Effects of ferrosilicon alloy, Si content of steel, and slag basicity on compositions of inclusions during ladle furnace refining of Al-killed steel

To obtain solid Al₂O₃ or MgO·Al₂O₃ inclusions in ladle furnace (LF) refining process and achieve ultra-low total oxygen content in steel through subsequent Ruhrstahl Heraeus degassing, the effects of ferrosilicon alloy, Si content of steel, and slag basicity on the compositions of inclusions during LF refining were investigated in Al-killed steel.
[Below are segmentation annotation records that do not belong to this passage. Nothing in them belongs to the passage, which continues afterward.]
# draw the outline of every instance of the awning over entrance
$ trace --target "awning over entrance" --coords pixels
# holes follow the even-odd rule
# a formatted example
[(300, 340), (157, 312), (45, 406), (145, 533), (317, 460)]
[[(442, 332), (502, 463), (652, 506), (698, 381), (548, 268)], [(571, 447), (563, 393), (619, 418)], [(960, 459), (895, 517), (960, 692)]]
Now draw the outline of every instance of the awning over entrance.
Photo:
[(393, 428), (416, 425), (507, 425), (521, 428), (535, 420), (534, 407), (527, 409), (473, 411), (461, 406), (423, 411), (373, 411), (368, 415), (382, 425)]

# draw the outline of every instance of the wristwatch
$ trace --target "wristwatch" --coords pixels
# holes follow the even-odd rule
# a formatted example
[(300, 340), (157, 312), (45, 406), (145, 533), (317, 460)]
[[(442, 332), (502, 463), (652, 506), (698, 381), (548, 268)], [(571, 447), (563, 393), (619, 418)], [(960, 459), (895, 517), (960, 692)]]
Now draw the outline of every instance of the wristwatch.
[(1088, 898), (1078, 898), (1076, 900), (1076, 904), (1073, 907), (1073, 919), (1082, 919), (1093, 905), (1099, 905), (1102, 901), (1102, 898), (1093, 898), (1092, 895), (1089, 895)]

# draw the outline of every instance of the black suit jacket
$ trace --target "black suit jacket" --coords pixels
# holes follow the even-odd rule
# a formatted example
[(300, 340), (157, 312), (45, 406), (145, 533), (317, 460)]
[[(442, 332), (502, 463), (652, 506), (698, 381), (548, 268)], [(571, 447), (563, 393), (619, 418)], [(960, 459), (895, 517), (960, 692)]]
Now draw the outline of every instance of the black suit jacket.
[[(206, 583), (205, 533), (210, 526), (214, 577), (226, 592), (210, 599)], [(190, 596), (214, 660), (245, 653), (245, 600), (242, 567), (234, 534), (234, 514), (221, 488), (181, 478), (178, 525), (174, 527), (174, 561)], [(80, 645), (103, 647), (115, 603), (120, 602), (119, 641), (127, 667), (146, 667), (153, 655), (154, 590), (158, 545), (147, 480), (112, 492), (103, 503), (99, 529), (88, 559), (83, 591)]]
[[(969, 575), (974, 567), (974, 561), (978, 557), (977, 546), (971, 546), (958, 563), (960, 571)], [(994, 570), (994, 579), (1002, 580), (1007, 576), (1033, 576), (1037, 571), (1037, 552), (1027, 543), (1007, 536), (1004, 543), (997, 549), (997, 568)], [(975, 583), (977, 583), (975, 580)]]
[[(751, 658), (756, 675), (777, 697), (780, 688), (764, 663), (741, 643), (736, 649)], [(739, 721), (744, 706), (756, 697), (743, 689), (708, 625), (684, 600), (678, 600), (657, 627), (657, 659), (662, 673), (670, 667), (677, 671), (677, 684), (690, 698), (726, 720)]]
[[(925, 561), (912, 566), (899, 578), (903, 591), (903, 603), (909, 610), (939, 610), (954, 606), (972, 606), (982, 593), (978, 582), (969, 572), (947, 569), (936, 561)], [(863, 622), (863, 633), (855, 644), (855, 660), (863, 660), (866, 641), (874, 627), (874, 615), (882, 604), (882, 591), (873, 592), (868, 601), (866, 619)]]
Al₂O₃ inclusions could be transformed into CaO–Al₂O₃–MgO–CaS inclusions after adding ferrosilicon alloy in the LF refining process as this alloy contains some CaSi alloy impurities. The addition of all ferrosilicon alloys required for the steel in the tapping process could eliminate the influence of Ca in ferrosilicon alloy on the compositions of inclusions. Si in liquid steel had a significant influence on the compositions of inclusions during LF refining when CaO–Al₂O₃–SiO₂–MgO slag with high basicity of 7.0 was used. This was because [Ca] produced by the reaction of CaO and [Al] could be consumed more readily by SiO₂ in Si-free steel than in Si-containing steel, which was confirmed by the difference of total calcium content between Si-free and Si-containing steels. As a result, Al₂O₃ and MgO·Al₂O₃ inclusions were retained in Si-free steel, whereas calcium aluminate inclusions were found in Si-containing steel. For CaO–Al₂O₃–SiO₂–MgO slag with low basicity of 2.8, Al₂O₃ and MgO·Al₂O₃ inclusions were obtained after LF refining in Si-containing steel when all ferrosilicon alloys required for the steel were added in the tapping process. This was because the reaction of CaO and [Al] was weak, and residual [Ca] in the steel could be rapidly consumed by SiO₂ in low-basicity slag owing to the low activity of CaO and high activity of SiO₂, leading to a low total calcium content of 0.0003% in Si-containing steel.